Akabinde tüm dosya kapsamı itibariyle Mahkememizce yapılan değerlendirmede; Ankara ATK’nın … tarihli raporu açık, denetime elverişli ve somut olaya uygun olarak değerlendirilmekle, anılan rapora iştirak edilmiştir. Buna göre;
– Sürücü …’in, yönetimindeki “…” plaka sayılı otomobil ile gece vakti, yerleşim yeri içinde, azami hız limiti “82 km/s” olan ve aydınlatma bulunan, demir korkuluklu refüjle bölünmüş üç şeritli yolda Seyrantepe Kavşağı yönünden Yatırım İzleme Kavşağı yönüne, sol şeritten seyri sırasında olay yerine geldiğinde; orta refüjde bulunan demir korkulukların açık kısmından koşarak taşıt yoluna giren yaya …’a çarpması sonucu meydana gelen kazada, olayın aniliği ve mesafenin kısa olması nedeniyle, mevcut şartlarda çarpmayı önleyebilmek adına alabileceği herhangi bir önlem bulunmadığından, atfı kabil kusuru yoktur.

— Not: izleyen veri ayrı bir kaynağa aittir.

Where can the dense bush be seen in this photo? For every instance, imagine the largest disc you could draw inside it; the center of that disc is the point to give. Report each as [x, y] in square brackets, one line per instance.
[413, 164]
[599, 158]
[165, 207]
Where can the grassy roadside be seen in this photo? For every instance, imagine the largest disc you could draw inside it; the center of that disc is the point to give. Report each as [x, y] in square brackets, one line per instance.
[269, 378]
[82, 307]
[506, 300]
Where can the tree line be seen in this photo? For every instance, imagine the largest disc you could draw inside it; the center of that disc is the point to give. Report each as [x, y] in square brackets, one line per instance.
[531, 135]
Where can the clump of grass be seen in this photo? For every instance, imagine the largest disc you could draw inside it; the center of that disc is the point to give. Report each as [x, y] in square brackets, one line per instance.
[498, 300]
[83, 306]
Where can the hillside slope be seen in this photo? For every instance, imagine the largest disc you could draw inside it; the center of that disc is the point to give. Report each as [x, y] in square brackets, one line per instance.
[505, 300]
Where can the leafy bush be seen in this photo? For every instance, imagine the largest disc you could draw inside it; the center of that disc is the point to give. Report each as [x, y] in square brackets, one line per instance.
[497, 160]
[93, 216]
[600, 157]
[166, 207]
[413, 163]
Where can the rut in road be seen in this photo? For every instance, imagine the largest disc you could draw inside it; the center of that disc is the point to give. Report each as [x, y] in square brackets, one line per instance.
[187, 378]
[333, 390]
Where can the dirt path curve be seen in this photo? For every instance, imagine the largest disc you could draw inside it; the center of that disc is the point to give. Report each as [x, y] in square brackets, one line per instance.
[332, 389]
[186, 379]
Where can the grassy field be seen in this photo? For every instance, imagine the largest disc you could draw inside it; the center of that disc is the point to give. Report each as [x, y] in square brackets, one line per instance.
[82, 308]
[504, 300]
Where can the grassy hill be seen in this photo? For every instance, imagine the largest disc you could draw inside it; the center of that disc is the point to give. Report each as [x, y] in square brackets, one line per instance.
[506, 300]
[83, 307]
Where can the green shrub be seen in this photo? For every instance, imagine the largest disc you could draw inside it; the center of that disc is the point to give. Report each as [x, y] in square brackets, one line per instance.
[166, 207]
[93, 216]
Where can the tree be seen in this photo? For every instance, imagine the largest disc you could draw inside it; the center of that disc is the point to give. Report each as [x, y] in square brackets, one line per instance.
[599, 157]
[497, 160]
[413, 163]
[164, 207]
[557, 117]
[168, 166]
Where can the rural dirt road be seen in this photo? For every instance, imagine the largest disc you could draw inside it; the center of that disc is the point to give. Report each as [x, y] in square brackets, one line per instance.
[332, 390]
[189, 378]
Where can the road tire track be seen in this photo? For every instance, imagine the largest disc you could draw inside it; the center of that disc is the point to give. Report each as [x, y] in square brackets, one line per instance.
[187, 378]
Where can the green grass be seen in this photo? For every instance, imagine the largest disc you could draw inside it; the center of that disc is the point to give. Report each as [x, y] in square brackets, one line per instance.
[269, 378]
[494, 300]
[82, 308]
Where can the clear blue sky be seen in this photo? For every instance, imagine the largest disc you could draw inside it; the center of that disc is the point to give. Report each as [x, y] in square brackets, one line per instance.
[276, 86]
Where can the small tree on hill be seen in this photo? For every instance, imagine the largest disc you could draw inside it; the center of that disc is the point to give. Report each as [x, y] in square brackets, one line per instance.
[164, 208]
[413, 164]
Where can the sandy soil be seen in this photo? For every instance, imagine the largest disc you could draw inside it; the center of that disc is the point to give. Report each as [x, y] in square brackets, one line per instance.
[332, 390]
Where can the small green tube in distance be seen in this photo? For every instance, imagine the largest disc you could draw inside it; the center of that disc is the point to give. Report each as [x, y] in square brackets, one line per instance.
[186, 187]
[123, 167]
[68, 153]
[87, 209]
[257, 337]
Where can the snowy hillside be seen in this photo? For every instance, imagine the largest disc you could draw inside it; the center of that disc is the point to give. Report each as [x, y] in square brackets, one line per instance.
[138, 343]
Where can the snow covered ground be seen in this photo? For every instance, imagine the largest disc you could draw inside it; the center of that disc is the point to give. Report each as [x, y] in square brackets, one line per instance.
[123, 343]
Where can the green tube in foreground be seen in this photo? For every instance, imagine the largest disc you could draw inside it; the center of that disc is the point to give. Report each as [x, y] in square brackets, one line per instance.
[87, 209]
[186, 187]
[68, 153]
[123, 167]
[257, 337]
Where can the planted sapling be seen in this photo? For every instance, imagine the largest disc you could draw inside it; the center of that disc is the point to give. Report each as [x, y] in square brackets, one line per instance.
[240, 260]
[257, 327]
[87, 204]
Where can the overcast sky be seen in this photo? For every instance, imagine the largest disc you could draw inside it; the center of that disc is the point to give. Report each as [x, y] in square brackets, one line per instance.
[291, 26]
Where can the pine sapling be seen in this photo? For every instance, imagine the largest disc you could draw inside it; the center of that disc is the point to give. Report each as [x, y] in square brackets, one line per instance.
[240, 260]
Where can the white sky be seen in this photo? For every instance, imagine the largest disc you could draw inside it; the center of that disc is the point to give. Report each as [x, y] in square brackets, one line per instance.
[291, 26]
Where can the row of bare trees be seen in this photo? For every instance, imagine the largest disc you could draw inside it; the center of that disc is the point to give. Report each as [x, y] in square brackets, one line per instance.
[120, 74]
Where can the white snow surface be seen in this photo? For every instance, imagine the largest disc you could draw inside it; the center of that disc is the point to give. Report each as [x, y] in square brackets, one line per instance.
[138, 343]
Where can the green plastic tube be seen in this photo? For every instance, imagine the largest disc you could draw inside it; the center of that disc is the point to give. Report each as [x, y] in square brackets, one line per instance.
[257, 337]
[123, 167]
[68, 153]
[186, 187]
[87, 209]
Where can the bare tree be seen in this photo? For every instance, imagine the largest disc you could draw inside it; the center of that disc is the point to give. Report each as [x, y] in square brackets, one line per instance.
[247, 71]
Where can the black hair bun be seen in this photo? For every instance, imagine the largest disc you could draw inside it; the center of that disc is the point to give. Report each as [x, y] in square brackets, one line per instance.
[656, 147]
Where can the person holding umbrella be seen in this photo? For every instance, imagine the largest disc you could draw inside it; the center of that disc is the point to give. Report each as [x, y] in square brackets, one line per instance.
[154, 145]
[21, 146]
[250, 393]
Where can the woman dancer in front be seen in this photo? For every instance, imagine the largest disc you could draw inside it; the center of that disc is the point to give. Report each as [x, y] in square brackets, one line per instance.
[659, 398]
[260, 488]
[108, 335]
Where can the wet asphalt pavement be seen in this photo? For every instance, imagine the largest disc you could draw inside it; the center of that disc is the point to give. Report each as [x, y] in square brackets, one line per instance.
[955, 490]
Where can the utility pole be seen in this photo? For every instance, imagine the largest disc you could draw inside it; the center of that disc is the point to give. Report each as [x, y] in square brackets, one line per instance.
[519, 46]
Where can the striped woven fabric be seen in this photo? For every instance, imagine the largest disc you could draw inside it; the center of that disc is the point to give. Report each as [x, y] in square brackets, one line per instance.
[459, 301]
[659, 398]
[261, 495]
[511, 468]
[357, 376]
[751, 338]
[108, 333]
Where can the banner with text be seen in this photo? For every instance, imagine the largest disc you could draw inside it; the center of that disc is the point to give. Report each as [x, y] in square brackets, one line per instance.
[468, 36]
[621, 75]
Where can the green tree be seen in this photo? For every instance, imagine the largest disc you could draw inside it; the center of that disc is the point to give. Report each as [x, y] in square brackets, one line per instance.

– Yaya …, gece vakti, demir korkuluklu refüjle bölünmüş üç şeritli yolda, demir korkulukların açık olan bölümünden, can güvenliğini çok ciddi bir şekilde tehlikeye düşürecek biçimde, koşarak taşıt yoluna girmesi sonucu sağından, Seyrantepe Kavşağı yönünden Yatırım İzleme Kavşağı yönüne, sol şeritten seyri sırasında olay yerine gelen sürücü … yönetimindeki “…” plaka sayılı otomobilin çarpmasına maruz kaldığı kazadaki; dikkatsizliği, tedbirsizliği ve kurallara aykırı davranışıyla asli kusurludur.
Bu durumda, maddi tazminatın koşullarının zarar, kusur ve illiyet bağı olduğu, somut olayda ise sürücü …’e atfı kabil kusur görülemediği, davalı sigorta şirketinin de ancak sigortalı aracın sürücünün kusuru oranında sorumlu olacağı değerlendirilmekle, koşulları oluşmayan maddi tazminat davasının reddine karar vermek gerekmiştir.
Neticeten davanın reddine karar verilmekle birlikte, karar tarihinde yürürlükte bulunan Avukatlık Asgari Ücret Tarifesi 13/4 maddesinde yer alan, ” Maddi tazminat istemli davaların tamamının reddi durumunda avukatlık ücreti, bu Tarifenin ikinci kısmının ikinci bölümüne göre hükmolunur.” düzenlemesi uyarınca davalı taraf lehine maktu vekalet ücretine hükmolunmuş, hükmedilen ücretin reddedilen tutarı geçemeyeceğine dair 2. fıkra hükmünün somut olayda uygulanamayacağı, bunun nedeninin 4. fıkra düzenlemesinin sonra gelen ve özel düzenleme içeren bir hüküm olduğu düşünülmekle aşağıdaki şekilde karar vermek gerekmiştir.
HÜKÜM: Gerekçesi yukarıda açıklandığı üzere;
1- Davanın REDDİNE,
2-Peşin yatırılan harcın alınması gerekli karar ve ilam harcından mahsubu ile bakiye 99,20 TL’nin davacıdan tahsili ile Hazineye gelir kaydına,
3-Davacı tarafça yapılan yargılama giderlerinin ve ödenen harçların üzerinde bırakılmasına,
4-Gider avansının artan kısmının dosya kesinleştikten sonra davacıya iadesine,
5-Davalı kendisini vekil ile temsil ettirdiğinden karar tarihinde yürürlükte bulunan Avukatlık Asgari Ücret Tarifesi 13/4 maddesi gereğince hesap edilen 9.200,00 TL vekalet ücretinin davacıdan alınarak davalıya VERİLMESİNE,
6-6325 sayılı yasanın 18/A maddesi gereği Adalet Bakanlığı tarafından karşılanan ve yargılama giderinden sayılan Arabuluculuk Ücret Tarifesinde belirtilen iki taraf için iki saatlik ücret tutarı karşılığı olan 3.200,00 TL’nin davacıdan alınarak hazineye irat kaydına,
Dair, Davacı vekilinin yüzüne karşı, kararın tebliği tarihinden itibaren 2 hafta içinde Diyarbakır Bölge Adliye Mahkemesine istinaf yolu açık olmak üzere verilen karar açıkça okunup usulen anlatıldı.